O QUE MUDA PARA INVESTIMENTOS FINANCEIROS
Já em relação ao mercado financeiro, objeto de muita indagação sobre como ficam os investimentos ficou claro que o governo pretende igualhar o pequeno investidor ao grande investidor. Hoje o pequeno investidor paga mais que o grande por conta do prazo para resgate. Geralmente o grande investidor pode esperar mais tempo para resgate e o atual sistema beneficia quem pode deixar o capital mais tempo investido.

De acordo com a proposta, as operações em bolsa de valores passam a ser tributado trimestralmente a uma alíquota única de 15%. Hoje é tributada em 15% em mercados à vista, a termo, de opções e de futuros; 20% Day Trade e cotas de FII.

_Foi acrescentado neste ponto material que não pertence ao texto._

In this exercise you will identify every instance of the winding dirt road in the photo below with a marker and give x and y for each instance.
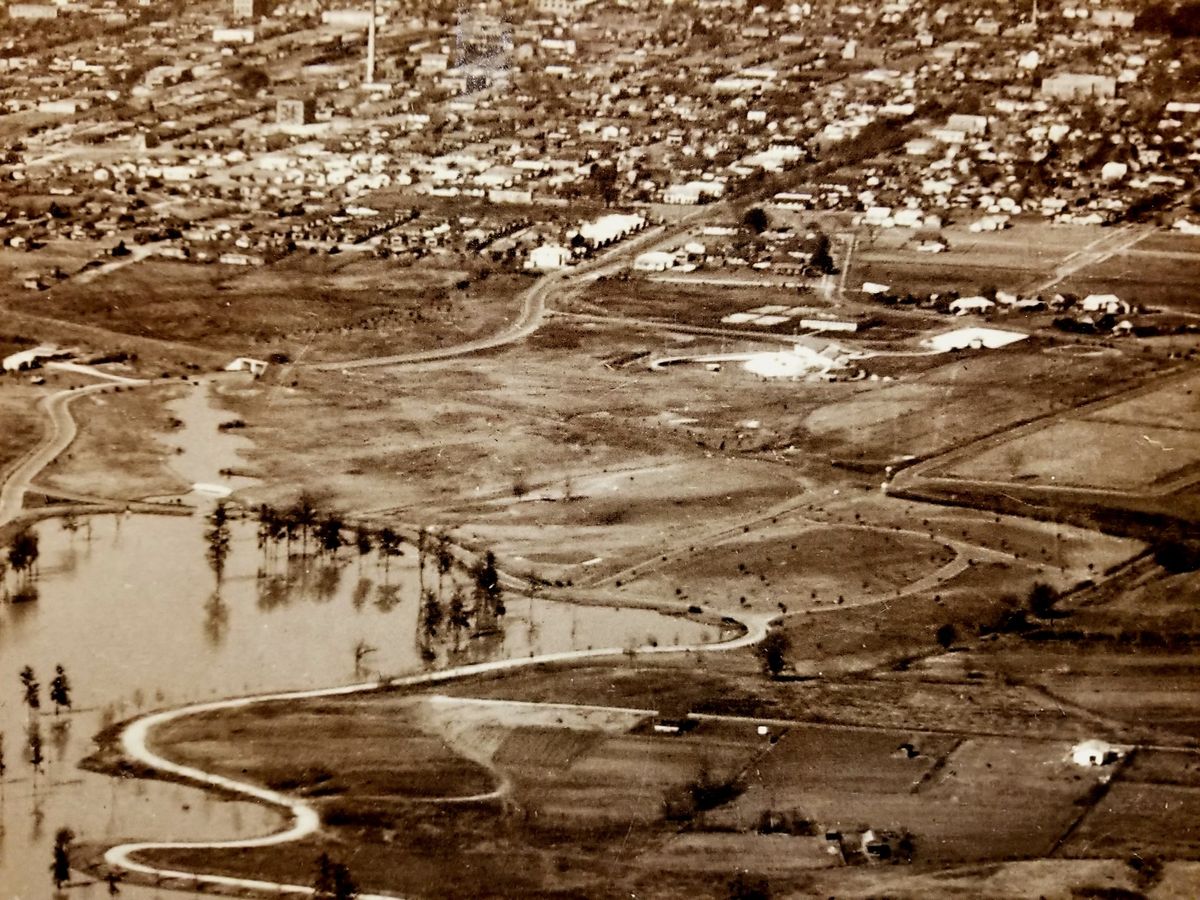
(304, 820)
(59, 436)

Já os ativos de renda fixa e fundos abertos e fechados (multimercado) que hoje tem alíquotas de acordo com um escalonamento de até 22,5%, pela proposta a alíquota passa a ser única de 15% sem escalonamento, ou seja, o investidor pode resgatar o investimento a qualquer tempo pagando uma alíquota única de 15%.

A maior mudança mesmo ocorre nos Fundos de Investimento Imobiliário. Pela proposta acaba-se a isenção sobre os lucros distribuídos a partir de 2022.

É importante ressaltar que a proposta mantém uma isenção de tributação para os lucros e dividendos para as empresas que pagarem até 20 mil de dividendos. Essa redação fez com que muitos acreditassem que investidores que recebessem até 20 mil de dividendos estariam isentos, o que não é verdade. O que a proposta diz é que estará isento da tributação as pequenas empresas que pagarem até 20 mil, excluindo as grandes empresas. Por exemplo se o investidor receber R$ 100,00 de dividendos das ações da CEMIG haverá uma tributação na fonte de R$ 20,00. Já se receber R$ 5.000,00 de uma pequena empresa esse valor não sofrerá incidência, percebe a diferença?

CRIPTOMOEDAS
A reforma tributária não muda nada em relação aos ganhos de capital ou rendimentos auferidos para quem compra, vende ou aluga ativos digitais, que continuam a obedecer a legislação até então vigente, todavia não restam dúvidas que a reforma acentua a condição de melhor custo benefício para quem investe em criptoativos, que, ainda paga a maior rentabilidade do mercado.

Assim, a sacada dos investidores em correr para os criptoativos não é por conta do imposto de renda e sim pela alta lucratividade que esse ativo proporciona, independentemente da tributação do imposto de renda.

PLANEJAMENTO TRIBUTÁRIO
A reforma tributária acentua, também, a necessidade das pessoas físicas e jurídicas procurarem especialistas para seu planejamento individual. Deve ser levado em consideração que embora a regra do imposto de renda seja geral, a situação individual de cada um não é, logo o planejamento torna-se algo imprescindível para todos.